Defendant made no return of the alleged overpayment, and in January 1995 plaintiff filed the instant suit in federal district court, seeking $890.26 and demanding that "the attached policy of disability insurance be rescinded as of date of issue." The district court, upon motion by defendant, dismissed the complaint, finding that the relief requested by Massachusetts Casualty did not exceed the sum of $50,000 required for diversity jurisdiction under 28 U.S.C. § 1332. The appeal comes to this Court upon the district court's denial of plaintiff's motion to reconsider.

The district court based its holding on its conclusion that " [t]he only claim at issue in the instant action is the plaintiff's claim for $860.26 [sic] in overpayment to the defendant." J.A. at 64. The court, however, completely ignored Massachusetts Casualty's demand, clear upon the face of the complaint, that the contract for insurance be rescinded as of the date of issue because of defendant's alleged misrepresentations. It is upon this claim for rescission that Massachusetts Casualty predicated its diversity jurisdiction, specifically alleging over $60,000 in damages. A district court should consider the amount alleged in a complaint and should not dismiss a complaint for lack of subject matter jurisdiction "unless it appears to a legal certainty that the plaintiff in good faith cannot claim the jurisdictional amount." Klepper v. First American Bank, 916 F.2d 337, 340 (6th Cir. 1990). The case thus turns on the presence of Massachusetts Casualty's rescission claim.
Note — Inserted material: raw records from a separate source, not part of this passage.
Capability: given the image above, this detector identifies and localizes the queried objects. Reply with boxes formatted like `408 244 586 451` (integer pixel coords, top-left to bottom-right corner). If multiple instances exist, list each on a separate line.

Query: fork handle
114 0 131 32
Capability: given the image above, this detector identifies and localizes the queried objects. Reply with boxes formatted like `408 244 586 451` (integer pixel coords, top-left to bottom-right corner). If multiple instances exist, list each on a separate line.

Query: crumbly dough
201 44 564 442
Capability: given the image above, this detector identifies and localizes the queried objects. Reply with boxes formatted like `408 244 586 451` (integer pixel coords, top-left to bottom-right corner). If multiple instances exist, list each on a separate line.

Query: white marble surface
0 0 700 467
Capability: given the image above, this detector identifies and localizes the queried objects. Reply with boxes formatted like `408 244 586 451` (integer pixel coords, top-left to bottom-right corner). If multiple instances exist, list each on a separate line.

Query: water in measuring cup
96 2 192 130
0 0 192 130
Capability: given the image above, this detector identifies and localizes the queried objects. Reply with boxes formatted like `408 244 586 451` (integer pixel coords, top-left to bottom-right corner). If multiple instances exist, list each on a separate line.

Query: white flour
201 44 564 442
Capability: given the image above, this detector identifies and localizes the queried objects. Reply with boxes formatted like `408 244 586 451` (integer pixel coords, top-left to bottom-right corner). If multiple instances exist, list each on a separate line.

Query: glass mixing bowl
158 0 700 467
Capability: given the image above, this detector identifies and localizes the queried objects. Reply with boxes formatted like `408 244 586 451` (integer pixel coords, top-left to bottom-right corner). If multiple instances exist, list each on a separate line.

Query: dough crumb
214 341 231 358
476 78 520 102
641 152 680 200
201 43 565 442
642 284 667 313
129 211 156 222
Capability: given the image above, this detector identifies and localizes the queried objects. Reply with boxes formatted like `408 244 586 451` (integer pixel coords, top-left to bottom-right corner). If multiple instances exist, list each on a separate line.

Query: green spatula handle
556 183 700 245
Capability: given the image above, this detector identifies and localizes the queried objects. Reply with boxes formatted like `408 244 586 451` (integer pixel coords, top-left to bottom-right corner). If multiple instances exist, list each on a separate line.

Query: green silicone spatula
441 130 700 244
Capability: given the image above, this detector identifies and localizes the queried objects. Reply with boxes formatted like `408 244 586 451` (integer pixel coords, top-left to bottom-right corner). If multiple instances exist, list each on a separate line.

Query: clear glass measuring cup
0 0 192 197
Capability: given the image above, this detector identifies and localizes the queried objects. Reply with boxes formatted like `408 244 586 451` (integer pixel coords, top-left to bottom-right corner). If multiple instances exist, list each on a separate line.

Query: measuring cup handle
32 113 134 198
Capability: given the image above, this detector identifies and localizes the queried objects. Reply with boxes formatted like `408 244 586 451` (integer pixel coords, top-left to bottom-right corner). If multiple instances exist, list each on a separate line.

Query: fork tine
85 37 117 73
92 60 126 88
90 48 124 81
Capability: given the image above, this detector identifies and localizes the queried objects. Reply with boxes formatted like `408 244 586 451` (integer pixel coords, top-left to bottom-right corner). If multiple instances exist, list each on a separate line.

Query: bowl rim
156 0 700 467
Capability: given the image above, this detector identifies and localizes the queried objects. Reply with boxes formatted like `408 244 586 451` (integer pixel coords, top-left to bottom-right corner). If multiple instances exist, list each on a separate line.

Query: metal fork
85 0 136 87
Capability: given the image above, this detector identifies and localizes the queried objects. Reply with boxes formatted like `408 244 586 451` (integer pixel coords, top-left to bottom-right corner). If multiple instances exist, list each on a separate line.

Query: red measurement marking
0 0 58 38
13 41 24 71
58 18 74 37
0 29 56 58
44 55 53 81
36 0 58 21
The clear federal rule is that "where the validity of an insurance policy containing disability benefit provisions is involved in a diversity action in a federal district court, future potential benefits may be considered in computing the requisite jurisdictional amount." Joseph E. Edwards, Annotation, Determination of Requisite Amount in Controversy in Diversity Action in Federal District Court Involving Liability Under, or Validity of, Disability Insurance, 11 A.L.R. Fed. 120, 128 (1972) (collecting cases). The only federal court to have addressed the issue in the Sixth Circuit has come to a similar conclusion. See Button v. Mutual Life Ins. Co. of New York, 48 F. Supp. 168, 171 (W.D. Ky. 1943) (in action by insurance company in which the validity of the entire contract is in question, the face amount of the policy is in controversy). In contrast, "future potential benefits may not be taken into consideration in the computation of the amount in controversy in diversity actions in Federal District Courts involving disability insurance where the controversy concerns merely the extent of the insurer's obligation with respect to disability benefits and not the validity of the policy." 11 A.L.R. Fed. at 132 (collecting cases).

This case concerns the validity of defendant's entire policy, not just Massachusetts Casualty's obligation with respect to particular of defendant's disability benefits. Therefore, future potential benefits that might be owed by Massachusetts Casualty should be considered in determining the jurisdictional amount. It does not "appear to a legal certainty" that plaintiff cannot claim the face value of the policy in this regard. Accordingly, the judgment of the district court is REVERSED and the case is REMANDED for further proceedings in accordance with this opinion.